Campfires are allowed in most areas as the Labour Day weekend approaches, most evacuation alerts lifted

Paulson Pass fire northeast of Christina Lake. Evacuation alerts were lifted Monday for Grand Forks and Christina Lake

Paulson Pass fire northeast of Christina Lake. Evacuation alerts were lifted Monday for Grand Forks and Christina Lake

Campfire bans have been lifted for most of B.C. heading into the Labour Day weekend, and rain in most areas of the province has helped crews make progress on most of the 176 fires burning in B.C. as of Monday.

Campfire bans are lifted in the Kamloops and Southeast fire centres, although restrictions continue on use of burn barrels and fireworks. No fire bans remain across northern B.C., and the only remaining campfire ban is in the Cariboo fire centre for areas west of the Fraser River.

Kevin Skrepnek, chief information officer for the B.C. Wildfire Service, cautioned that areas of high and extreme fire danger remain in the Chilcotin, South Thompson River valley and the southern part of the Prince George fire centre. But continued cool weather and showers this week offer some relief for communities and firefighters.

“Just about all our major fires took at least a little bit of rain over the weekend, and this has certainly made some significant progress,” Skrepnek said.

Some of the most threatening fires have eased.

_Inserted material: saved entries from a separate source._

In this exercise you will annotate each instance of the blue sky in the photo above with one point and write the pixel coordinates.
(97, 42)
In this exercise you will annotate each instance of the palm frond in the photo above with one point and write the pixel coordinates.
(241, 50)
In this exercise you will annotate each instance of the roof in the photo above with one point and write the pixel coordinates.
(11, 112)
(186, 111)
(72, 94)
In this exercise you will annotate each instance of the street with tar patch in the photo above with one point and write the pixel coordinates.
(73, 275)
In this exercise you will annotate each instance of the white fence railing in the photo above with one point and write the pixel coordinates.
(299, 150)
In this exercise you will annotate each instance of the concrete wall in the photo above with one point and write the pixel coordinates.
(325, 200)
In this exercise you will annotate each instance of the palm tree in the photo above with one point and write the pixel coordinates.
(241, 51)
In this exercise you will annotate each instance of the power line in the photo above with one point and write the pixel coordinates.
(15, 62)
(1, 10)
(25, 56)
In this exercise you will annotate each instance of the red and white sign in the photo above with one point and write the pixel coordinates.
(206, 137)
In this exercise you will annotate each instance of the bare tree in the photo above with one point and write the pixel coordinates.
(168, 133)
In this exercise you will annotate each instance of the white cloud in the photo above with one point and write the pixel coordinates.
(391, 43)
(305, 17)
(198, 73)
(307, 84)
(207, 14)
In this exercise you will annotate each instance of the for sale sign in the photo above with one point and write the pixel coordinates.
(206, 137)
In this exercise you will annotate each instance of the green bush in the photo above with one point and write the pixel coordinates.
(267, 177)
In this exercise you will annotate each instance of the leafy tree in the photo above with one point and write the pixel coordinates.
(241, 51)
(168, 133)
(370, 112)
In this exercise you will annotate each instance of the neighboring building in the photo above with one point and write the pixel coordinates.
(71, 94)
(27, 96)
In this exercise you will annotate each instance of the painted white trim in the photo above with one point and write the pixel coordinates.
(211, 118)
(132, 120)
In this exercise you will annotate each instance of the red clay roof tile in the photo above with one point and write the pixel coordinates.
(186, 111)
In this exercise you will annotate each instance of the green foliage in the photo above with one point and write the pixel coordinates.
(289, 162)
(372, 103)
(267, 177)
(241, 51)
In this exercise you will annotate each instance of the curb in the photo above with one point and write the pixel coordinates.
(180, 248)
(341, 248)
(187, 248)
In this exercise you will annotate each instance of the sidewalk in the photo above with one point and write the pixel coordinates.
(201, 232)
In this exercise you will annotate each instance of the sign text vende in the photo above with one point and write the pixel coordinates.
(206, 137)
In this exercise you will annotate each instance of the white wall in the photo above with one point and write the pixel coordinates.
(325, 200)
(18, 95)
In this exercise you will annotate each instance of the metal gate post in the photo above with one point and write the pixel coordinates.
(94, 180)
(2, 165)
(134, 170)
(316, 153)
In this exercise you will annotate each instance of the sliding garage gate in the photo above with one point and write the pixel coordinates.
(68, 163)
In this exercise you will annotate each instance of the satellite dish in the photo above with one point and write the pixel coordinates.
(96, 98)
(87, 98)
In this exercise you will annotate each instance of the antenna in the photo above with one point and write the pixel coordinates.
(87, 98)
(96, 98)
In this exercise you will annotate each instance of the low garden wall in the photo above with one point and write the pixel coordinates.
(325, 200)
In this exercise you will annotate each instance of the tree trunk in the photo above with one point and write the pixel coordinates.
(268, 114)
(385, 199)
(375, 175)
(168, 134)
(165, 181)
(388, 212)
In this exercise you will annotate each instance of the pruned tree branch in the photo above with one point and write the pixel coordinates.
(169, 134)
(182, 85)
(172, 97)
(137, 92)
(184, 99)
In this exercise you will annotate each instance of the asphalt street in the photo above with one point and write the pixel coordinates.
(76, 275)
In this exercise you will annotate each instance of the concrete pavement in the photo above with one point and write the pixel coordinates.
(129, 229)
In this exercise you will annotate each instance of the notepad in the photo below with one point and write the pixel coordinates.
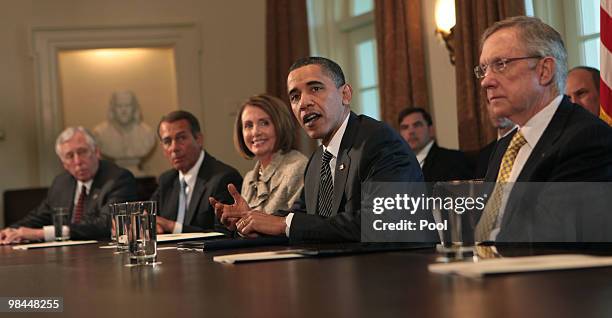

Evacuation orders for the Testalinden Creek fire near Oliver were downgraded to alerts Monday, and alerts were lifted for Grand Forks and Christina Lake as B.C. and U.S. crews made progress on the Stickpin fire burning near the border in Washington.

The Regional District of Kootenay Boundary lifted evacuation alerts Monday for the Rock Creek fire, which previously damaged or destroyed 30 homes.

The B.C. Wildfire Service responded to seven new fires over the weekend, some suspected to be human caused.

Total cost and damage for the 2015 forest fire season continues to track at a similar pace as last year, with 296,000 hectares burned and $255 million spent as of Monday. That’s above the 10-year average for B.C. fires, but lower than the worst seasons in recent years, in 2003 and 2009.